Munculnya ular kobra di sejumlah titik di DKI Jakarta bukanlah hal aneh. Satwa berbisa itu juga tidak tiba-tiba bermigrasi ke Jakarta dari kawasan di sekitar Ibu Kota.
Oleh
Helena F Nababan
·3 menit baca
Munculnya ular kobra di sejumlah titik di DKI Jakarta bukanlah hal aneh. Satwa berbisa itu juga tidak tiba-tiba bermigrasi ke Jakarta dari kawasan di sekitar Ibu Kota.
Dilihat dari sejarah perkembangan wilayah, wilayah daratan Jakarta awalnya merupakan habitat alami ular kobra. ”Hal ini dapat dikonfirmasi dengan ditemukannya ular kobra di suaka margasatwa Muara Angke, salah satu hutan mangrove yang masih tersisa di Jakarta Utara,” ujar Kepala Seksi Konservasi Wilayah III Balai Konservasi Sumber Daya Alam (BKSDA) DKI Jakarta Ida Harwati, Selasa (17/12/2019).
Situasi hari ini, Jakarta mayoritas merupakan bangunan beton. Namun, masih terdapat ruang-ruang terbuka dan lahan tidur di antara gedung-gedung yang dapat menjadi habitat ular.
Ligar Sonagar Risjony, pendiri Taman Belajar Ular (Tabu) Indonesia, juga menjelaskan, ular itu memiliki daya adaptasi yang bagus. Di situasi kawasan apa pun, ular akan hidup. Selain berupaya hidup di ruang-ruang terbuka di antara belantara beton, di Jakarta juga masih ada Kali Ciliwung, Pesanggrahan, serta Cisadane. Di sekitarnya ada pula hutan kota dan taman hutan rakyat.
”Nah, di tempat-tempat tersebut bisa menjadi habitat mereka.
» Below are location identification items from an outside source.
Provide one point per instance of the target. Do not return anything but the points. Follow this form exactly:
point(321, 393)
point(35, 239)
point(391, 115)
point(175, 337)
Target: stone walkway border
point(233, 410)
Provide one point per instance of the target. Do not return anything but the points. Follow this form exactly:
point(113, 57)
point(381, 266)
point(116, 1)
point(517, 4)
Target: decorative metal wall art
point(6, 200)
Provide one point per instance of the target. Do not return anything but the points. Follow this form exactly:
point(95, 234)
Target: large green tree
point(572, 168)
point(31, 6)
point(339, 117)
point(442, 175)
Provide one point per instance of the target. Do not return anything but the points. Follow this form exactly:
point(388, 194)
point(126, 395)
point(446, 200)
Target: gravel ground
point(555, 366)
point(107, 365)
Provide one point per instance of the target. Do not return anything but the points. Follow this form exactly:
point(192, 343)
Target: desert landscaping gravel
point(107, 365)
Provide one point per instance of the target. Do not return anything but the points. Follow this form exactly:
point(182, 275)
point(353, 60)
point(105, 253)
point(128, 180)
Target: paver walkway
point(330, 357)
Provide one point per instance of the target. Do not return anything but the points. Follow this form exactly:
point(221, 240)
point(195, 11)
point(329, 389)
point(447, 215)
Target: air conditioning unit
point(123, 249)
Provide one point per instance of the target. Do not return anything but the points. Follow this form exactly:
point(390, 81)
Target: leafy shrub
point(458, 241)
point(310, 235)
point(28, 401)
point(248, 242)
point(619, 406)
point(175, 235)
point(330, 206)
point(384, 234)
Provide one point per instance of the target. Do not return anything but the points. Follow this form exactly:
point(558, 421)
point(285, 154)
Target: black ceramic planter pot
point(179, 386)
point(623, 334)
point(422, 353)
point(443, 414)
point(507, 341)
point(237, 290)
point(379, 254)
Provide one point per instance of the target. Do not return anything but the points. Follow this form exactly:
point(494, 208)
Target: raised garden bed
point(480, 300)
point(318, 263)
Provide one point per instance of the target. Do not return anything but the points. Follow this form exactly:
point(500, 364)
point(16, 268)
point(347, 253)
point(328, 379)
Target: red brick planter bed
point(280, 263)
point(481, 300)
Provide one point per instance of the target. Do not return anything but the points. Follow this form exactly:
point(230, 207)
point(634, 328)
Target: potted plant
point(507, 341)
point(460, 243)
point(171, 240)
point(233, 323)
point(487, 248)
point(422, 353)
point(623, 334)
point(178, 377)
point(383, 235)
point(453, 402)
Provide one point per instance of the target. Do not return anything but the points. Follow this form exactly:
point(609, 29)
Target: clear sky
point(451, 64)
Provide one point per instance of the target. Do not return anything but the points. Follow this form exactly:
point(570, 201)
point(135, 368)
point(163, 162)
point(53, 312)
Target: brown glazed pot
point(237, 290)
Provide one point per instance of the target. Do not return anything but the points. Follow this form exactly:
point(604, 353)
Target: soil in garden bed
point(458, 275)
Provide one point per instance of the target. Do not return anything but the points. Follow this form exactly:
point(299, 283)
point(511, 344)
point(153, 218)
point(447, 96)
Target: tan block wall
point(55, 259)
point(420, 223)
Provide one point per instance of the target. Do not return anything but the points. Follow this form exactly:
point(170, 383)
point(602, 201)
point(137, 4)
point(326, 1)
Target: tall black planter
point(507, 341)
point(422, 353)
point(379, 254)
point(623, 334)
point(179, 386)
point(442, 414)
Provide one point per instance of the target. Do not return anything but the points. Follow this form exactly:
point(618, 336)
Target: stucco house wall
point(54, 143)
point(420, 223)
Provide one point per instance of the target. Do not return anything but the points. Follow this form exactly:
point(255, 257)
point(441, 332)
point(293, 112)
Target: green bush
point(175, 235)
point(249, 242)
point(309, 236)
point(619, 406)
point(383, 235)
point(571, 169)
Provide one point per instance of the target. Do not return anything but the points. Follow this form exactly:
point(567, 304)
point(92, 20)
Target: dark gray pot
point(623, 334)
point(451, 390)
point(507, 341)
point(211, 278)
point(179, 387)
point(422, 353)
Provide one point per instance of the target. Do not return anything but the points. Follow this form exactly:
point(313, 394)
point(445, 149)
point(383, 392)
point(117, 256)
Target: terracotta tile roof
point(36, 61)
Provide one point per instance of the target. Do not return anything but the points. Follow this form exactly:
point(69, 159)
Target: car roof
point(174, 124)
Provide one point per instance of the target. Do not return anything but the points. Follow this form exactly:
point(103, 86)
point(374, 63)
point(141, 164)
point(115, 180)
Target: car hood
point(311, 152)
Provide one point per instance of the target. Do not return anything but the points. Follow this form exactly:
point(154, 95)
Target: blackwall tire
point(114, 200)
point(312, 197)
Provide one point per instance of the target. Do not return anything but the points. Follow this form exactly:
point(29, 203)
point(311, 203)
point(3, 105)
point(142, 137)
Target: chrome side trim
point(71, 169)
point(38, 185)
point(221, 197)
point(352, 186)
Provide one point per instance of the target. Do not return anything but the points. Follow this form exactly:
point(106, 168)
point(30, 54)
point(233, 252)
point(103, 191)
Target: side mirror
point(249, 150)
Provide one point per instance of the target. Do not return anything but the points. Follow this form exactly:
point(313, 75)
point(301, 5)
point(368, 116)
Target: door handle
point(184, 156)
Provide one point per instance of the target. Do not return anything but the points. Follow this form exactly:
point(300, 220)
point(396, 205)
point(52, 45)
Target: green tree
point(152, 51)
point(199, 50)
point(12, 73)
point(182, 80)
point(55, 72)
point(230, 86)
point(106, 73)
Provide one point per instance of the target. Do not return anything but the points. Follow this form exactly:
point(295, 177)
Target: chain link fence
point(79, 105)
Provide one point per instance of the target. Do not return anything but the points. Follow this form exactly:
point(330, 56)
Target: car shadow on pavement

Proses suksesi habituasi mereka hebat. Di dataran rendah bagus, di situasi apa pun bisa hidup asal ada makanan,” ujar Igor, sapaan Ligar Sonagar Risjony.
Kalau sampai ular keluar dari sarang, biasanya untuk mencari makan dan kawin. ”Setelah ular makan, ular bisa pergi kemanapun karena ular tidak memiliki daya ingat sehingga ia tidak akan kembali ke sarang awalnya,” ujar Igor.
Ular pun bisa ada di kebun kosong, sekitar bangkai mobil, rumah/ruko kosong, lahan kosong, hingga lubang-lubang di tanah. Apabila ular banyak ditemukan di perumahan, biasanya perumahan tersebut berdiri di atas lahan bekas rawa atau sawah sehingga masih mungkin terdapat ular yang hidup di sana.
Ular-ular yang saat ini banyak muncul bisa jadi karena ada penggemar ular yang juga melepaskan ular peliharaannya karena sudah tidak mau memelihara lagi. ”Banyak peluang yang memungkinkan ular itu bersarang dan muncul di mana pun,” ujar Igor.
Di kota-kota, akibat habitat mereka sudah rusak, ekosistem sudah tidak seimbang. Predator ular makin sedikit, sedangkan makanan untuk ular, yakni tikus, kadal, atau kodok, berada di permukiman. Maka makin betahlah ular-ular itu di permukiman.
”Itu makanya ular tidak hanya ditemukan atau muncul di kawasan permukiman kumuh, tapi juga di kawasan permukiman mewah, hotel mewah,” katanya.
Dengan demikian, fenomena ular itu saat ini merata, tidak hanya di Jakarta, tetapi juga ditemukan di Jawa Barat dan Yogyakarta. Tahun ini, faktor panas yang lama dan hujan yang lambat membuat telur-telur ular sukses menetas karena tidak keburu busuk terkena hujan.
Di kota-kota, akibat habitat mereka sudah rusak, ekosistem sudah tidak seimbang. Predator ular makin sedikit, sedangkan makanan untuk ular, yakni tikus, kadal, atau kodok, berada di permukiman. Maka, makin betahlah ular-ular itu di permukiman.